X = t3f.TensorTrain(cores)

def loss(x):
    estimated_vals = t3f.gather_nd(x, training_idx)
    return 0.5 * tf.reduce_sum((training_vals - estimated_vals) ** 2)

gradF = t3f.gradients(loss, X, runtime_check=False)
Bihaqo commented 4 years ago

Hi, thanks for a self-contained example! It will take some time to fix it, but for now I would recommend the following workaround.

Your TensorTrain X has shape [4, 4, 4, 4] and TT-ranks [1, 4, 5, 5, 1]. The maximal sensible TT-rank for a tensor of this shape is [1, 4, 16, 4, 1]. In your example that last 5 is higher than the corresponding 4. If one of the TT-ranks is higher than that (in elementwise way) than you a) trigger the bug and b) use extra memory and computation for nothing, since growing the rank above this maximum doesn't give you any extra capacity.

So my workaround would be to avoid using excessive TT-ranks for now.

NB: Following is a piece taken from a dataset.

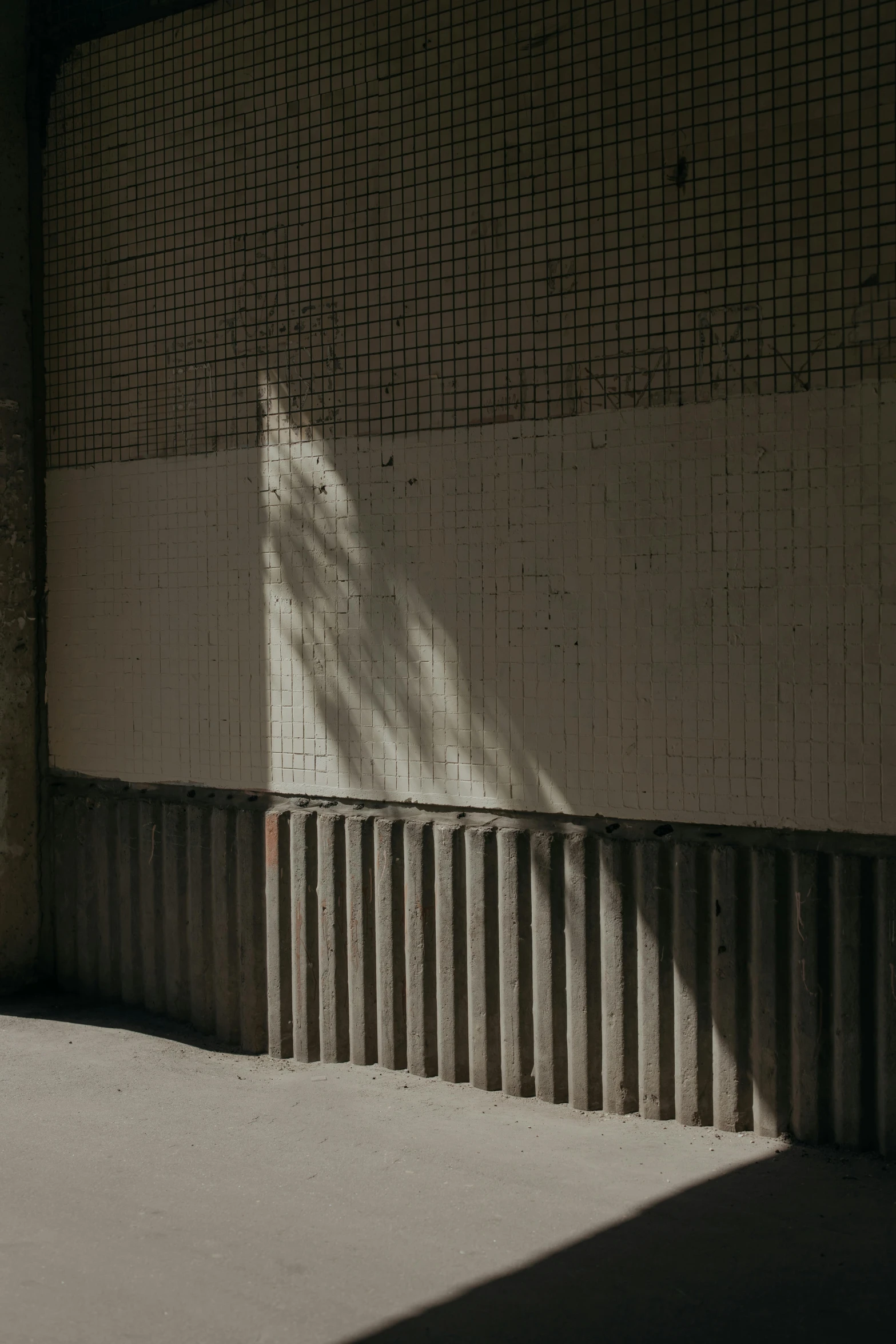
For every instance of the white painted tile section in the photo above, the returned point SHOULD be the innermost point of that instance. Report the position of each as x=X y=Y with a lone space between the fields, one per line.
x=680 y=613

One (not very fast) way of trimming the ranks is to orthogonalize the tensor like this:

X = t3f.orthogonalize_tt_cores(X)
X = t3f.orthogonalize_tt_cores(X, left_to_right=False)

If you do that before computing the t3f.gradients, your example works.

faysou commented 4 years ago

Great, thank you Alexander. I really admire tensor trains and your work on it. I've seen that you are converting your library for tensorflow 2, it's great, this will allow your library to keep up to date and be useful for non specialists on tensor trains, and I don't think tensorflow will do breaking changes as big as now in the future.

Thanks to your workaround my code with t3f.gradients now works. I don't think orthogonalizing cores takes too much time anyway, cores are often small.

faysou commented 4 years ago

Other question, is there any way to know "the maximal sensible TT-rank for a tensor" of a given shape ?

Bihaqo commented 4 years ago

For a tensor of size n_1, ..., n_d with TT-ranks r_0, r_1, ..., r_d (where r_0 = r_d = 1) r_k should be less than or equal to min(n_1 ... nk, n{k+1} ... n_d).

I have a really old pull request which adds a function which computes that into the library and I was too lazy to properly finish. See here: https://github.com/Bihaqo/t3f/blob/prune_ranks/t3f/utils.py#L59

faysou commented 4 years ago

Ok thank you

Bihaqo commented 4 years ago

Done in #201